Relatório anual do Departamento de Estado dos EUA detalha abusos dos direitos humanos na Turquia
O Departamento de Estado dos EUA emitiu em 20 de março seus Relatórios de 2022 sobre práticas de direitos humanos com uma subseção sobre a Turquia, na qual faz um balanço das violações de direitos humanos no país.

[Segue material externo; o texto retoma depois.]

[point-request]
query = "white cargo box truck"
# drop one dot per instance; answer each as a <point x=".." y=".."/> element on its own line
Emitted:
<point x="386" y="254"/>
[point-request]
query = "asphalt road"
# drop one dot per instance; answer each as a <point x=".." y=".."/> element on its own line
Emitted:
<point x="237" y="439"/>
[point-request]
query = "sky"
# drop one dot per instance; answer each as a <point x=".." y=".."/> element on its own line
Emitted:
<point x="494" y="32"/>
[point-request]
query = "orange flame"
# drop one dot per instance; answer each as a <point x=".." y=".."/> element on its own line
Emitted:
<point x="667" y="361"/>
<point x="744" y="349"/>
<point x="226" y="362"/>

O relatório listou relatos confiáveis de assassinatos arbitrários; mortes suspeitas de pessoas sob custódia; desaparecimentos forçados; tortura; prisão arbitrária e detenção contínua de dezenas de milhares de pessoas, incluindo políticos da oposição e ex-parlamentares, advogados, jornalistas, ativistas de direitos humanos e um funcionário da Missão dos EUA, por supostas ligações com grupos “terroristas” ou discurso pacífico legítimo; e presos políticos, incluindo funcionários eleitos, como estando entre as questões significativas de direitos humanos no país.
Segundo o relatório, membros das forças de segurança cometeram abusos e a impunidade foi um problema significativo durante o ano.

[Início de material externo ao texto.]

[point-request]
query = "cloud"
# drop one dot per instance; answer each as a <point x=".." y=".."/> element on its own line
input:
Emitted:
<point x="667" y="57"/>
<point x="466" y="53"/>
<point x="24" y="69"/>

“Sob a ampla legislação antiterror aprovada em 2018, o governo continuou a restringir o gozo dos direitos humanos e liberdades fundamentais e comprometeu o estado de direito. Desde a tentativa de golpe de 2016, as autoridades demitiram ou suspenderam dezenas de milhares de funcionários públicos e funcionários do governo, incluindo mais de 60.000 policiais e militares e mais de 4.000 juízes e promotores, detiveram ou prenderam mais de 95.000 cidadãos e fecharam mais de 1.500 organizações não-governamentais por motivos relacionados ao terrorismo, principalmente por supostas ligações com o movimento Hizmet, que o governo acusou de planejar a tentativa de golpe de 2016 e designou como a ‘Organização Terrorista Fethullahista’”, disse o resumo executivo do relatório.

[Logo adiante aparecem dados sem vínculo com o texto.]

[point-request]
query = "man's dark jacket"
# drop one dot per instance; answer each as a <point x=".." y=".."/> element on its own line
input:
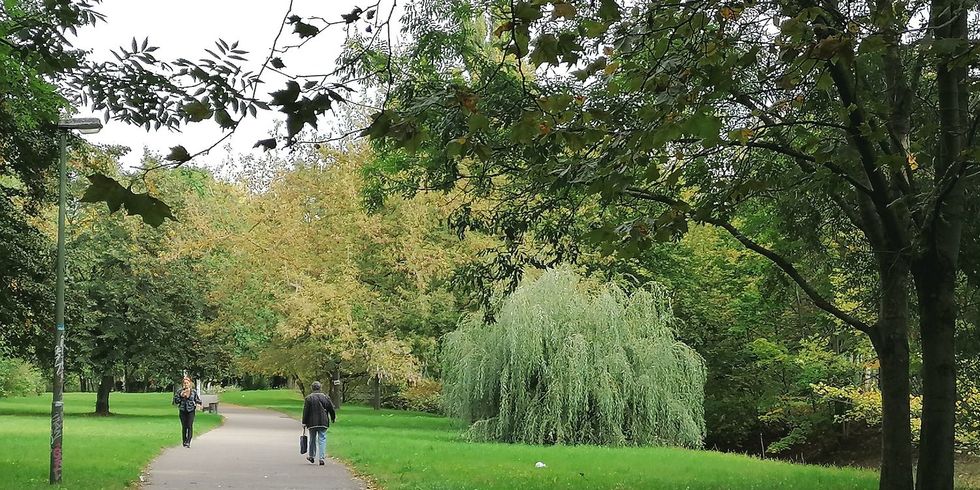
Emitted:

A Turquia acusa o movimento Hizmet de planejar um golpe fracassado em julho de 2016, embora o movimento negue veementemente qualquer envolvimento nele. As autoridades turcas processam regularmente qualquer pessoa com qualquer ligação suspeita com o movimento.
O relatório do Departamento de Estado também apontou para represálias transnacionais contra indivíduos localizados fora do país, incluindo sequestros e transferências para a Turquia de supostos membros do movimento Hizmet.
O relatório identificou as táticas de repressão transnacional do governo turco como assassinatos extraterritoriais, sequestros e retornos forçados; ameaças, assédio, vigilância e coerção; uso indevido de ferramentas de aplicação da lei internacional; e esforços para controlar a mobilidade.
Em uma carta conjunta, os relatores da ONU acusaram o governo turco de se envolver na prática sistemática de sequestros extraterritoriais patrocinados pelo Estado e retornos forçados à Turquia, com pelo menos 100 cidadãos turcos de vários estados para a Turquia.
Em vários casos, o Grupo de Trabalho da ONU sobre Detenção Arbitrária (WGAD) concluiu que a prisão, detenção e transferência forçada para a Turquia de cidadãos turcos foram arbitrárias e violaram as normas e padrões internacionais de direitos humanos.
O relatório também citou “problemas significativos com a independência judicial; apoio a grupos de oposição sírios que perpetraram abusos graves em conflitos, incluindo o recrutamento ilegal e o uso de crianças-soldados; severas restrições à liberdade de expressão e liberdade de imprensa, incluindo violência e ameaças de violência contra jornalistas, fechamento de meios de comunicação e prisões ou processos criminais de jornalistas e outros por criticar políticas ou funcionários do governo, censura, bloqueio de sites e leis de difamação criminal; sérias restrições à liberdade na internet; restrição severa das liberdades de reunião e associação pacíficas, incluindo leis excessivamente restritivas em relação à supervisão governamental de organizações não-governamentais e organizações da sociedade civil; restrições ao movimento; repulsão de refugiados; assédio grave do governo a organizações domésticas de direitos humanos; falta de investigação e responsabilização pela violência de gênero; crimes envolvendo violência contra membros de grupos minoritários nacionais/raciais/étnicos; e crimes envolvendo violência contra lésbicas, gays, bissexuais, transgêneros, queer e intersexuais” entre as questões significativas de direitos humanos.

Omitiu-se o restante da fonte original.